My husband is a lot older than me, and I could outlive him by quite a bit. We have no children. We never wanted children. 


But, someday I'll die, and someone might say, "Ah, that's sad," but that's pretty much it. I will vanish without a trace. And , really, I won't mind; I'll be dead! But... if I leave nothing behind, do I still have a purpose here?If you asked that, I would say "of course." When I ask for myself, I feel less certain.


Someone asked me once why I make art, and I wasn't sure. But they were expecting an answer, so I said, "to leave something behind, I guess."


It turned out they just wanted to lead into a lecture about why I was wrong about whatever answer I gave them, and how art for art's sake is the only good reason for art. I think people are more complex than that. I think you can create art for art, or beauty, or for any reason at all. Maybe it makes you feel connected, or let's you escape. Maybe you want to use it to change something, or to make money, or memorialize a moment, a person, or a time. I don't think it's fair to put a leash on art, and say there's only one good reason for it.
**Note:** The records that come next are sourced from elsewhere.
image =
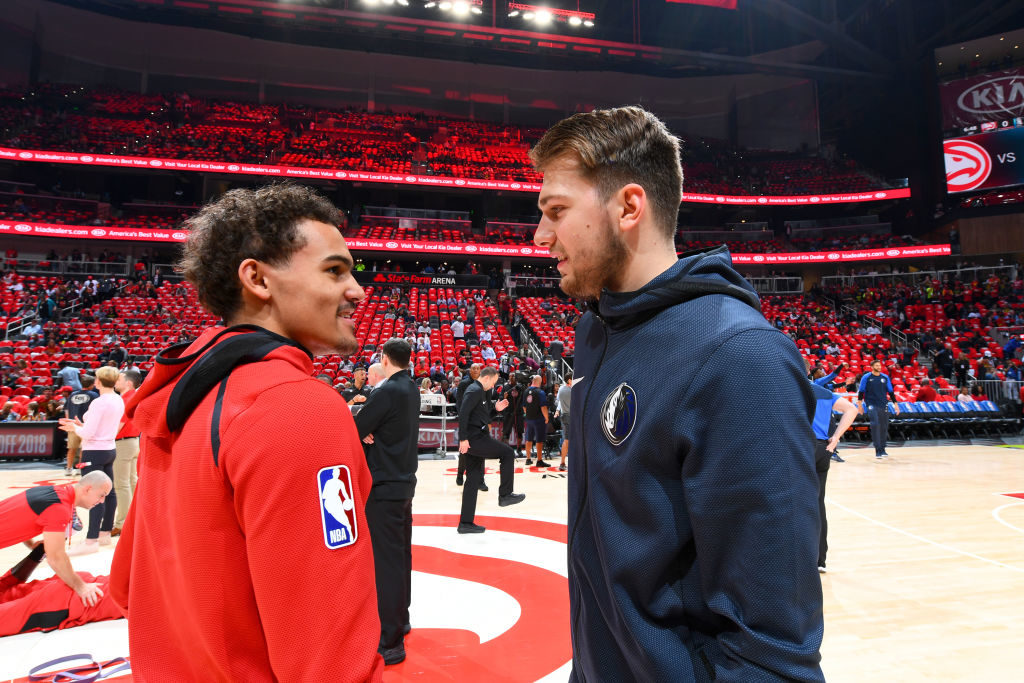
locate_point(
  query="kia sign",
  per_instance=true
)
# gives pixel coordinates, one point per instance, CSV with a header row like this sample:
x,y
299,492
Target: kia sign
x,y
844,256
402,179
994,96
984,162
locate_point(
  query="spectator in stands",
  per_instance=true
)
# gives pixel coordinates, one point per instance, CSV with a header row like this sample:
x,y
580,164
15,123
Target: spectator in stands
x,y
1013,373
358,391
437,372
943,360
927,392
126,446
458,328
32,413
1009,349
53,410
375,375
70,376
962,367
97,431
984,371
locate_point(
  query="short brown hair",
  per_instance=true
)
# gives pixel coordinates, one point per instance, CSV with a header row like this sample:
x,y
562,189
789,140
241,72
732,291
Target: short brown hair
x,y
619,146
247,223
108,376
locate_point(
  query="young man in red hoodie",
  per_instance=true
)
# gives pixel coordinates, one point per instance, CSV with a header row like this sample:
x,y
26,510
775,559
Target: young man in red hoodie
x,y
246,554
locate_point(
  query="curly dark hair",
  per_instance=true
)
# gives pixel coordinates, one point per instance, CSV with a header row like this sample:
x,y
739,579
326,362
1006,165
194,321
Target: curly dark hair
x,y
247,223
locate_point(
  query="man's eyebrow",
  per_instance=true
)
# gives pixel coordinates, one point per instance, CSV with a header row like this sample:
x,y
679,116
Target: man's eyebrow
x,y
549,198
338,257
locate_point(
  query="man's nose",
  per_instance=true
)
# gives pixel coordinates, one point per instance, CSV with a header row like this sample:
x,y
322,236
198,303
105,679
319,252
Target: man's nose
x,y
544,236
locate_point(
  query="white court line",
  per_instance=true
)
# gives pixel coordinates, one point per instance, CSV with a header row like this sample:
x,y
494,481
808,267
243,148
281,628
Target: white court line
x,y
998,517
923,539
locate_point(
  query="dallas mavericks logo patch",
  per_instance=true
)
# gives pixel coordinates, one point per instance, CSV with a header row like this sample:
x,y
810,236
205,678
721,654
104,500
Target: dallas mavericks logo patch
x,y
619,414
337,506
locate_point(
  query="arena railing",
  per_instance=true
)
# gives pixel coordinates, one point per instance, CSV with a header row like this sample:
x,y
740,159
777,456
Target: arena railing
x,y
30,266
871,280
777,285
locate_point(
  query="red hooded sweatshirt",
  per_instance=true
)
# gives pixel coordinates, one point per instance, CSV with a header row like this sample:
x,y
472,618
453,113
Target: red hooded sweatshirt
x,y
246,554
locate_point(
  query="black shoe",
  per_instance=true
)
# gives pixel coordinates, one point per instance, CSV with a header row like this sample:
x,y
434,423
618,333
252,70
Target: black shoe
x,y
394,654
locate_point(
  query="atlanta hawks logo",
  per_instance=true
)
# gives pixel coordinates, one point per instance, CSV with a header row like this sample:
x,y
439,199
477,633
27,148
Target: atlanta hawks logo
x,y
619,414
968,165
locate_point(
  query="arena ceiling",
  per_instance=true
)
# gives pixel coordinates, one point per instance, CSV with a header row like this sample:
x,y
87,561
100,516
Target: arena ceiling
x,y
825,40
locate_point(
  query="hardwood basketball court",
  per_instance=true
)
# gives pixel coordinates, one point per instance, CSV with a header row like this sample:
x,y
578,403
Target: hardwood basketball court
x,y
925,580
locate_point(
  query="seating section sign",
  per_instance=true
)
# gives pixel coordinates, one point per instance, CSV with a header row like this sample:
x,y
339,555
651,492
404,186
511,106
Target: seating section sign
x,y
406,179
421,248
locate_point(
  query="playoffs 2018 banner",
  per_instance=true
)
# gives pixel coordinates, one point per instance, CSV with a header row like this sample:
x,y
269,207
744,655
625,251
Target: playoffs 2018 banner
x,y
994,96
984,162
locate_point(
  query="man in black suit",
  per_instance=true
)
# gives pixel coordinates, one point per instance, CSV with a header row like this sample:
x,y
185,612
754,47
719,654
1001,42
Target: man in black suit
x,y
389,427
467,379
475,415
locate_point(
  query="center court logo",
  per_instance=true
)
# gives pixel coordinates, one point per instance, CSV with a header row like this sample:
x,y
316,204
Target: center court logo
x,y
619,414
337,507
968,165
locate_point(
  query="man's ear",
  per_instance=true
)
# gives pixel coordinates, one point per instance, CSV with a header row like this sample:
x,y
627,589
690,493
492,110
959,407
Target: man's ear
x,y
631,206
252,274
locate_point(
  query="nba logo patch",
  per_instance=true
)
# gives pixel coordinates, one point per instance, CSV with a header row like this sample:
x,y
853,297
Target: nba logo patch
x,y
619,414
337,506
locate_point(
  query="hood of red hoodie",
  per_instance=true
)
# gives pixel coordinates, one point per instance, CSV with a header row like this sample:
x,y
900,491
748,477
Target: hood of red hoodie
x,y
184,374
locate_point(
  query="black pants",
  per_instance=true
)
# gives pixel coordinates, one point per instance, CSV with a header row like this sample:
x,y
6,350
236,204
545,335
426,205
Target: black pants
x,y
822,459
878,417
100,516
391,536
482,447
510,426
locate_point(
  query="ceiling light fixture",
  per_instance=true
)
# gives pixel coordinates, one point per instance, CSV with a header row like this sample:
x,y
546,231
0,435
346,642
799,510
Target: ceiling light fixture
x,y
546,15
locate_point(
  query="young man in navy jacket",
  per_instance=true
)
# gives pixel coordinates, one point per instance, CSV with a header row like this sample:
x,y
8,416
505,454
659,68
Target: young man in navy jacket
x,y
693,520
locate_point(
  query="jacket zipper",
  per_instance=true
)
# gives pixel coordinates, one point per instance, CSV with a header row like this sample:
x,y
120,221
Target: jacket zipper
x,y
586,480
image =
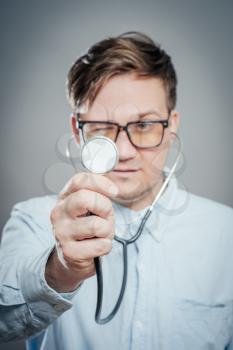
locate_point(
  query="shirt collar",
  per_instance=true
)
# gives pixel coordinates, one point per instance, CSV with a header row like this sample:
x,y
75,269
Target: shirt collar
x,y
128,221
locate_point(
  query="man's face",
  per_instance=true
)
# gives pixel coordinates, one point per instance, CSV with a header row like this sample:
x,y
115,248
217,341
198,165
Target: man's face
x,y
138,174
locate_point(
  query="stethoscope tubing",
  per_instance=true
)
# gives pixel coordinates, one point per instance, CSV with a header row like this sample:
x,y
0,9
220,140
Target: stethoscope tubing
x,y
125,243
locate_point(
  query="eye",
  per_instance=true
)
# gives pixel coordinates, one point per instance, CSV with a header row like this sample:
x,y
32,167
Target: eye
x,y
143,125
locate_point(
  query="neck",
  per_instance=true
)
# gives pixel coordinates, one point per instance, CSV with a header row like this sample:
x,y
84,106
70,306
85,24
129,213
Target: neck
x,y
143,200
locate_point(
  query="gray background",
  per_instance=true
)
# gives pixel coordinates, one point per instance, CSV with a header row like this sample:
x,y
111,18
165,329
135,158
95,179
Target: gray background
x,y
41,39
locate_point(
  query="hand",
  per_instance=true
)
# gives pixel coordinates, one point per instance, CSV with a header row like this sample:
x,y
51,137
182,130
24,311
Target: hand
x,y
81,237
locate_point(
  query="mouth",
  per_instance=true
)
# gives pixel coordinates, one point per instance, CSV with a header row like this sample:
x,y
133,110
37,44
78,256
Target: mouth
x,y
125,172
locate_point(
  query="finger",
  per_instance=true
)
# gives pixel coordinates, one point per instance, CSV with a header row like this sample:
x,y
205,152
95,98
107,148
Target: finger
x,y
86,249
84,201
84,228
93,182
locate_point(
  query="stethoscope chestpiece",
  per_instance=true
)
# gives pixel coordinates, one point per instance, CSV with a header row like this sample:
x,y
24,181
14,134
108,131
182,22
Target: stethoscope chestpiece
x,y
99,155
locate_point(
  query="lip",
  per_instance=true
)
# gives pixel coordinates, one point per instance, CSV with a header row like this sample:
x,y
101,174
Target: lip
x,y
125,170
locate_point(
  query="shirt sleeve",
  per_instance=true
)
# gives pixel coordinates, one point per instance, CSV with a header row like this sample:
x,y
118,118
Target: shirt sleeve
x,y
27,303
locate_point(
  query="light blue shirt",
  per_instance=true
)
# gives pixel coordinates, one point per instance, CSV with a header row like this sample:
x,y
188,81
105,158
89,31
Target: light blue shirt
x,y
179,293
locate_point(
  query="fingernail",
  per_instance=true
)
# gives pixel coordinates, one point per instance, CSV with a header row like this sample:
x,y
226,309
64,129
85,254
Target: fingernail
x,y
113,190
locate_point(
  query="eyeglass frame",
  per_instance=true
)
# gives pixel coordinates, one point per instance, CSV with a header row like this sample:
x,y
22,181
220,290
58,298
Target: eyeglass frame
x,y
165,124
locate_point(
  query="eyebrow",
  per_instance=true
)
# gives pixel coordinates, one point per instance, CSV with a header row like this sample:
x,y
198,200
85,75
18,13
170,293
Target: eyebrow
x,y
140,115
151,111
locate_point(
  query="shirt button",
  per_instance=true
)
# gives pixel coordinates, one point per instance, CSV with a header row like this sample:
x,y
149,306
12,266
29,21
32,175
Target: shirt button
x,y
138,325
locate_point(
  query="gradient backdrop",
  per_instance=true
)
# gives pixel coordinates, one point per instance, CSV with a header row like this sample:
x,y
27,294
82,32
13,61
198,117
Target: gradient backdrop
x,y
41,39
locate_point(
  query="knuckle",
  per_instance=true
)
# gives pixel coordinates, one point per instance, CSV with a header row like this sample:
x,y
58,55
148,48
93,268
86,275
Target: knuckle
x,y
66,252
105,247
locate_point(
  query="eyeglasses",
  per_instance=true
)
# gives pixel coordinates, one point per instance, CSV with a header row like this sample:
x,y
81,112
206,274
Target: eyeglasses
x,y
142,134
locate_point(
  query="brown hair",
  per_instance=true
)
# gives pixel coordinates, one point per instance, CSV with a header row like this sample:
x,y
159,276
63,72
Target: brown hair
x,y
131,52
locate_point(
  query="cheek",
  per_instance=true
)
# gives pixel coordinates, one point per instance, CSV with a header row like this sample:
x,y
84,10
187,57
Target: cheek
x,y
153,160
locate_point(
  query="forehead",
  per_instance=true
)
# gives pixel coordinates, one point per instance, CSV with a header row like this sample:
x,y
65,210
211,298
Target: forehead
x,y
124,96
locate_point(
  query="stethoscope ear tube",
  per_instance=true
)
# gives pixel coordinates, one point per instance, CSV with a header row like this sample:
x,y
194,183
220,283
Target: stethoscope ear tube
x,y
97,260
99,276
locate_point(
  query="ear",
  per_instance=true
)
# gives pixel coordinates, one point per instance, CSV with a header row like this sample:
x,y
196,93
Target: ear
x,y
174,121
74,128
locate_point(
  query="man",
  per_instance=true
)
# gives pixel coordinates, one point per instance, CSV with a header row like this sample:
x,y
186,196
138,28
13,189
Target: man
x,y
179,293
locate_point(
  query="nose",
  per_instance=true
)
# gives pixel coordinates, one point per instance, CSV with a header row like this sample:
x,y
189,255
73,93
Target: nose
x,y
125,147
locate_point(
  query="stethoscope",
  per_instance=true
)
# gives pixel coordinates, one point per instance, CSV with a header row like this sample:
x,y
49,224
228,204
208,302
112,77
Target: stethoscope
x,y
100,155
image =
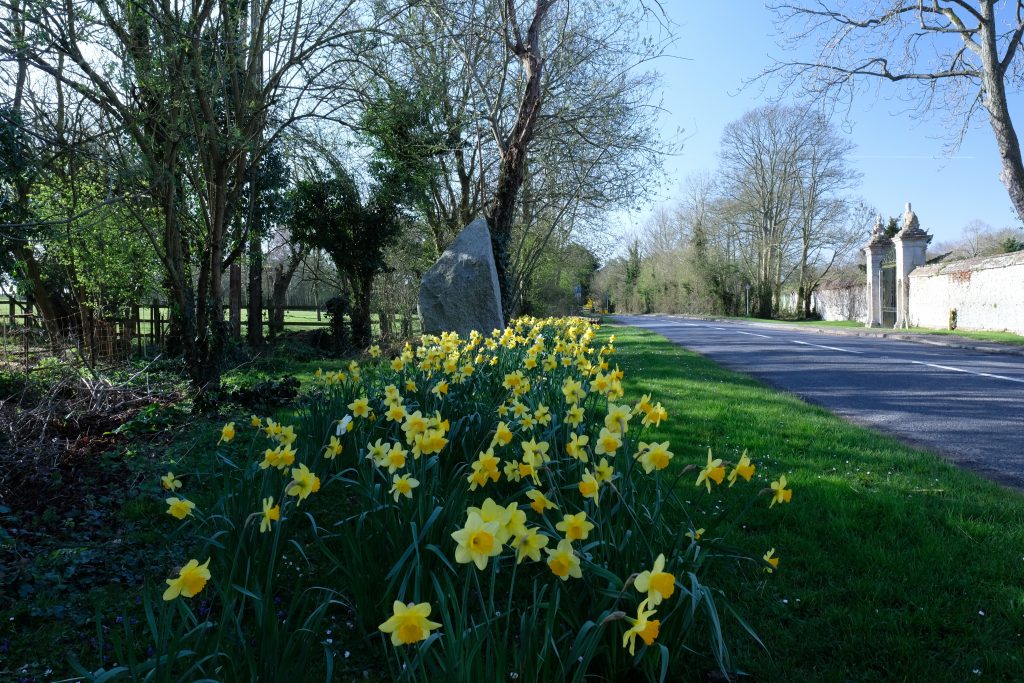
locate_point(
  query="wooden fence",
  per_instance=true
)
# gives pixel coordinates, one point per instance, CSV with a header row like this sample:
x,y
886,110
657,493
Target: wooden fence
x,y
22,329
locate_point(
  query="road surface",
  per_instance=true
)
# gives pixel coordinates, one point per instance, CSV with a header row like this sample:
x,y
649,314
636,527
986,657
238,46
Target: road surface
x,y
968,406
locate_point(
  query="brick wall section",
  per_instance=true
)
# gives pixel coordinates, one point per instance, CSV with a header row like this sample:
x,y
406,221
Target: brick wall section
x,y
986,292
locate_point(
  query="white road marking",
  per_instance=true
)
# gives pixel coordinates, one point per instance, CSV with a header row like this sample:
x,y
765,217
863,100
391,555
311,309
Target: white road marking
x,y
968,372
830,348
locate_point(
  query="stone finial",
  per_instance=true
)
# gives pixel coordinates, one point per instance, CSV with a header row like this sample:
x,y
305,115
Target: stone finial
x,y
879,238
911,226
910,221
879,225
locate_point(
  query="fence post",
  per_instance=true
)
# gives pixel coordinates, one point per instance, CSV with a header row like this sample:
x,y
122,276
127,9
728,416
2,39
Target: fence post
x,y
235,299
136,329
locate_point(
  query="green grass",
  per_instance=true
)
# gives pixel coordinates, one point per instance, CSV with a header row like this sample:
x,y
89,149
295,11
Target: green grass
x,y
895,565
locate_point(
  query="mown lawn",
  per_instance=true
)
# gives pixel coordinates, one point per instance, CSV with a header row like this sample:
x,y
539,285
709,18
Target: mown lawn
x,y
895,565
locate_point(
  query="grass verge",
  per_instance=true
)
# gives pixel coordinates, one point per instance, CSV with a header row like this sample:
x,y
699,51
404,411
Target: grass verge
x,y
895,565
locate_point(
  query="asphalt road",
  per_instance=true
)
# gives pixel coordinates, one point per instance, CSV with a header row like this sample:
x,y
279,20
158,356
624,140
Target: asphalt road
x,y
968,406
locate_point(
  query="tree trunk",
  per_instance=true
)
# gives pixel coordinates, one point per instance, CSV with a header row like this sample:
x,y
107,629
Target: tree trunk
x,y
515,146
995,103
254,325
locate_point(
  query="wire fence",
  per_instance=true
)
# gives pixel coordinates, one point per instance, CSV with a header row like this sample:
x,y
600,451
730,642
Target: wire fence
x,y
27,338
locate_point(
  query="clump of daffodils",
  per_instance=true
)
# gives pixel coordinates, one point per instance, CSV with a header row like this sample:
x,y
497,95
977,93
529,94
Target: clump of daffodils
x,y
523,440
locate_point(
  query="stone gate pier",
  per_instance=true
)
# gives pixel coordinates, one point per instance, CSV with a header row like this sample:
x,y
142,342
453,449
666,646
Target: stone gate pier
x,y
890,262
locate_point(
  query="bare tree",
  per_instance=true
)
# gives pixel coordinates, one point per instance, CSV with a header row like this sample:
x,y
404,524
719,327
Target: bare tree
x,y
955,55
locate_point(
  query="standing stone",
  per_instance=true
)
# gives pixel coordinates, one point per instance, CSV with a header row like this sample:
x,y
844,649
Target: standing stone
x,y
461,293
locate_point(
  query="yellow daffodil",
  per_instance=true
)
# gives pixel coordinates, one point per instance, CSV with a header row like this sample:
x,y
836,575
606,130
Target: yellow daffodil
x,y
617,419
653,456
577,447
477,541
303,483
563,561
713,471
359,408
409,624
226,432
573,416
529,545
779,493
742,469
190,580
589,486
656,583
333,449
395,413
503,435
402,485
179,508
576,527
271,513
170,482
642,626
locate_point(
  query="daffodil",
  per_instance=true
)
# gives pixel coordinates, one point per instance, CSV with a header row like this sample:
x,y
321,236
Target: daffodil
x,y
642,626
713,471
179,508
170,482
742,469
589,486
617,419
503,435
271,513
402,485
477,541
563,561
577,447
656,583
576,527
359,408
573,416
779,493
333,449
226,432
303,483
409,624
190,580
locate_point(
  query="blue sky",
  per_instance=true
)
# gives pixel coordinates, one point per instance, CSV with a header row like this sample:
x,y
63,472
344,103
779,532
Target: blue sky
x,y
718,46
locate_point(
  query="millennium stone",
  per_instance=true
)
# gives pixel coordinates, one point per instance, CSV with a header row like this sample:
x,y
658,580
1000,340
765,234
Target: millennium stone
x,y
460,292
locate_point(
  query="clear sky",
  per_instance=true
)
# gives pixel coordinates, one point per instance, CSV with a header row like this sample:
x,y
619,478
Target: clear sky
x,y
721,44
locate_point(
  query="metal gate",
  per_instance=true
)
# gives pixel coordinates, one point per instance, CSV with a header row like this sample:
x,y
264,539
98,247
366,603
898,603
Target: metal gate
x,y
889,288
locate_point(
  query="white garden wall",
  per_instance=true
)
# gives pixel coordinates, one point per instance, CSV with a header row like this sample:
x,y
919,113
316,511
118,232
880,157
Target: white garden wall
x,y
987,294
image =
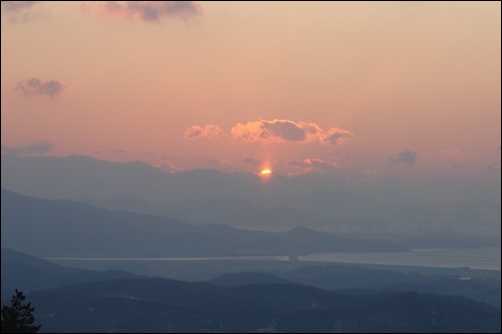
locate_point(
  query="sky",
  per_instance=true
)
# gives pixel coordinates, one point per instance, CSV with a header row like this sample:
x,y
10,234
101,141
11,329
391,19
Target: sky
x,y
377,88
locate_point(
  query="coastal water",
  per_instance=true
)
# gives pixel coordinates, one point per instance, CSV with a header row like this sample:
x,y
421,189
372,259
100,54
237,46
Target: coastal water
x,y
488,258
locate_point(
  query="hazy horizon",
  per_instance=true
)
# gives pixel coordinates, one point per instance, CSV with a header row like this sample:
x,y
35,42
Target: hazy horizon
x,y
385,88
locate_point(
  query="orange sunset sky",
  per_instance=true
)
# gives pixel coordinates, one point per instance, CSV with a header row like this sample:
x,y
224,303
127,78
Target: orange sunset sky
x,y
373,87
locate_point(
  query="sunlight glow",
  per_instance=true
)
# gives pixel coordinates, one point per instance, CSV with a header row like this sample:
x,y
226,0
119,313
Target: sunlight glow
x,y
265,172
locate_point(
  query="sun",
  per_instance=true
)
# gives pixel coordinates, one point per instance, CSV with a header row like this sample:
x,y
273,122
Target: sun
x,y
265,172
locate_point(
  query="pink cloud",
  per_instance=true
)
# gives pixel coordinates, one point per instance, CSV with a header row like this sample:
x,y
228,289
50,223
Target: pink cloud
x,y
281,130
206,131
312,165
455,154
35,86
150,11
336,136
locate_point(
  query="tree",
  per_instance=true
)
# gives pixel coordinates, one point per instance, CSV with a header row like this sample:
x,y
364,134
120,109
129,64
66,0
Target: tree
x,y
18,316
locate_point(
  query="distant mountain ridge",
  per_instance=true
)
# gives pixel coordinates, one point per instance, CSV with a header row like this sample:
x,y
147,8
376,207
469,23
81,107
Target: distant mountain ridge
x,y
332,200
69,228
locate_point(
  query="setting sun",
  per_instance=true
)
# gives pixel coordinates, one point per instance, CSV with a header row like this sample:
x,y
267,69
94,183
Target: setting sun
x,y
265,172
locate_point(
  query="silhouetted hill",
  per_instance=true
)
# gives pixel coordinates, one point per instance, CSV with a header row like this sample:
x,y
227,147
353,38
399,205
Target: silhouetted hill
x,y
329,199
337,276
248,278
27,273
159,305
67,228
But, still. If my flustered knee-jerk answer was that I wanted to leave something behind, maybe it's true. Maybe I really don't want to be forgotten. Maybe a little hubris is okay, and I never should have let them beat it out of me with guilt trips about who I should be, how I should conduct myself, and WHY I should do anything that I do.


I've gotten in the habit of producing secret creations. Things that are just for me, and the future. Things that might be tossed, because going through the belongings of a stranger is tedious, and strangers are all I will have. But, maybe I'll succeed in leaving one thing behind.